Our Trainer expects datasets to provide batches as key-value dictionaries, ex.: {'x': x, 'y': y}, that are keyed to the arguments expected by models and losses. For specifics and an example, check neuralop.data.datasets.DarcyDataset.

Parameters:

modelnn.Module
n_epochsint
wandb_logbool, default is False: whether to log results to wandb
devicetorch.device, or str ‘cpu’ or ‘cuda’
mixed_precisionbool, default is False: whether to use torch.autocast to compute mixed precision
data_processorDataProcessor class to transform data, default is None: if not None, data from the loaders is transform first with data_processor.preprocess, then after getting an output from the model, that is transformed with data_processor.postprocess.
eval_intervalint, default is 1: how frequently to evaluate model and log training stats
log_outputbool, default is False: if True, and if wandb_log is also True, log output images to wandb
use_distributedbool, default is False: whether to use DDP
verbosebool, default is False

Methods

`checkpoint`(save_dir)	checkpoint saves current training state to a directory for resuming later.
`eval_one_batch`(sample, eval_losses[, ...])	eval_one_batch runs inference on one batch and returns eval_losses for that batch.
`eval_one_batch_autoreg`(sample, eval_losses)	eval_one_batch runs inference on one batch and returns eval_losses for that batch.
`evaluate`(loss_dict, data_loader[, ...])	Evaluates the model on a dictionary of losses
`evaluate_all`(epoch, eval_losses, ...[, ...])	evaluate_all iterates through the entire dict of test_loaders to perform evaluation on the whole dataset stored in each one.
`log_eval`(epoch, eval_metrics)	log_eval logs outputs from evaluation on all test loaders to stdout and wandb
`log_training`(epoch, time, avg_loss, train_err)	Basic method to log results from a single training epoch.
`on_epoch_start`(epoch)	on_epoch_start runs at the beginning of each training epoch.
`resume_state_from_dir`(save_dir)	Resume training from save_dir created by neuralop.training.save_training_state
`train`(train_loader, test_loaders, optimizer, ...)	Trains the given model on the given dataset.
`train_one_batch`(idx, sample, training_loss)	Run one batch of input through model
`train_one_epoch`(epoch, train_loader, ...)	train_one_epoch trains self.model on train_loader for one epoch and returns training metrics

train(train_loader, test_loaders, optimizer, scheduler, regularizer=None, training_loss=None, eval_losses=None, eval_modes=None, save_every: int = None, save_best: int = None, save_dir: str | Path = './ckpt', resume_from_dir: str | Path = None, max_autoregressive_steps: int = None)[source]
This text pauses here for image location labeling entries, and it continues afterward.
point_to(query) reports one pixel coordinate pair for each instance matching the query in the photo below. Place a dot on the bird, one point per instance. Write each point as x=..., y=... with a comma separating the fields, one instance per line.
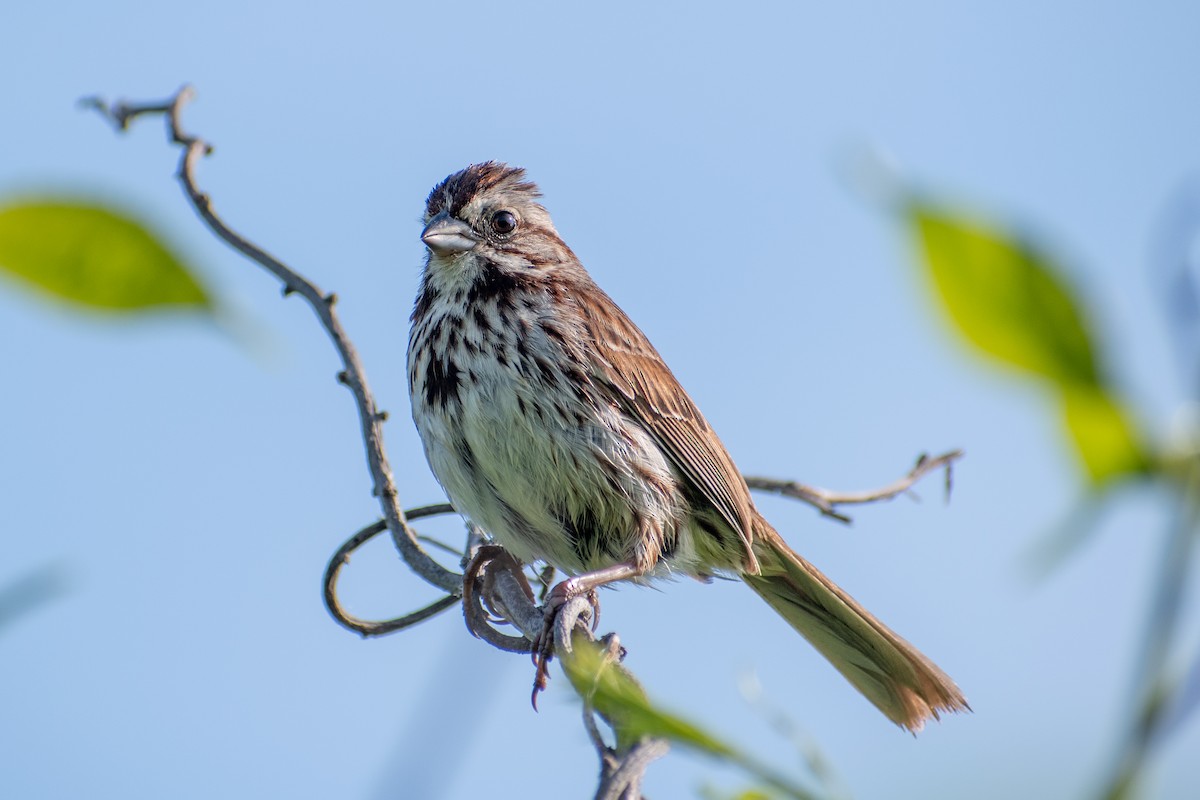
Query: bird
x=553, y=423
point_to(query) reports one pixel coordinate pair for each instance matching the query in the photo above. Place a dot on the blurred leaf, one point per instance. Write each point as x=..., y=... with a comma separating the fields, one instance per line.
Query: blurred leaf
x=1103, y=434
x=30, y=591
x=618, y=697
x=94, y=256
x=1008, y=298
x=622, y=701
x=709, y=793
x=1005, y=298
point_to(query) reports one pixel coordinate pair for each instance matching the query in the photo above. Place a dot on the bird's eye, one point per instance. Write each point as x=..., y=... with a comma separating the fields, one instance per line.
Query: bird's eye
x=504, y=222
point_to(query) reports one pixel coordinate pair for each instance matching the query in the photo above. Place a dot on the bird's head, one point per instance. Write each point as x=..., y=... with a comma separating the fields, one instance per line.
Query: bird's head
x=489, y=214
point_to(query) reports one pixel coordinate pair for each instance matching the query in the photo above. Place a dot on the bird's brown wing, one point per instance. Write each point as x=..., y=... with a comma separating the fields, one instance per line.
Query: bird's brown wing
x=629, y=366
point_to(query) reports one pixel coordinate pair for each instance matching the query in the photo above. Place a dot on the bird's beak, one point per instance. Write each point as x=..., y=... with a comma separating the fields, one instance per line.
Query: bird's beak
x=447, y=236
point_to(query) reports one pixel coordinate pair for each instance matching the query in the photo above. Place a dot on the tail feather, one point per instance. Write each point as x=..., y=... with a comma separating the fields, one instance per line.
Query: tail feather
x=905, y=685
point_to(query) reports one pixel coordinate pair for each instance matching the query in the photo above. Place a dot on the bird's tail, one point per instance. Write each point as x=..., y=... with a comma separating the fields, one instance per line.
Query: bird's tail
x=888, y=671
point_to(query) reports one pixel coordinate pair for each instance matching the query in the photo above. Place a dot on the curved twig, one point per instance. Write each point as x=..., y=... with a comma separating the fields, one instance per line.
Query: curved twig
x=827, y=501
x=353, y=376
x=334, y=569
Trains the given model on the given dataset.

If a device is provided, the model and data processor are loaded to device here.

Parameters:

train_loader: torch.utils.data.DataLoader

training dataloader

test_loaders: dict[torch.utils.data.DataLoader]

testing dataloaders

optimizer: torch.optim.Optimizer

optimizer to use during training

scheduler: torch.optim.lr_scheduler

learning rate scheduler to use during training

training_loss: training.losses function

cost function to minimize

eval_losses: dict[Loss]

dict of losses to use in self.eval()

eval_modes: dict[str], optional

optional mapping from the name of each loader to its evaluation mode.

if ‘single_step’, predicts one input-output pair and evaluates loss.
if ‘autoregressive’, autoregressively predicts output using last step’s

output as input for a number of steps defined by the temporal dimension of the batch. This requires specially batched data with a data processor whose .preprocess and .postprocess both take idx as an argument.

save_every: int, optional, default is None

if provided, interval at which to save checkpoints

save_best: str, optional, default is None

if provided, key of metric f”{loader_name}_{loss_name}” to monitor and save model with best eval result Overrides save_every and saves on eval_interval

save_dir: str | Path, default “./ckpt”

directory at which to save training states if save_every and/or save_best is provided

resume_from_dir: str | Path, default None

if provided, resumes training state (model, optimizer, regularizer, scheduler) from state saved in resume_from_dir

max_autoregressive_stepsint, default None

if provided, and a dataloader is to be evaluated in autoregressive mode, limits the number of autoregressive in each rollout to be performed.

Returns:

all_metrics: dict: dictionary keyed f”{loader_name}_{loss_name}” of metric results for last validation epoch across all test_loaders

train_one_epoch(epoch, train_loader, training_loss)[source]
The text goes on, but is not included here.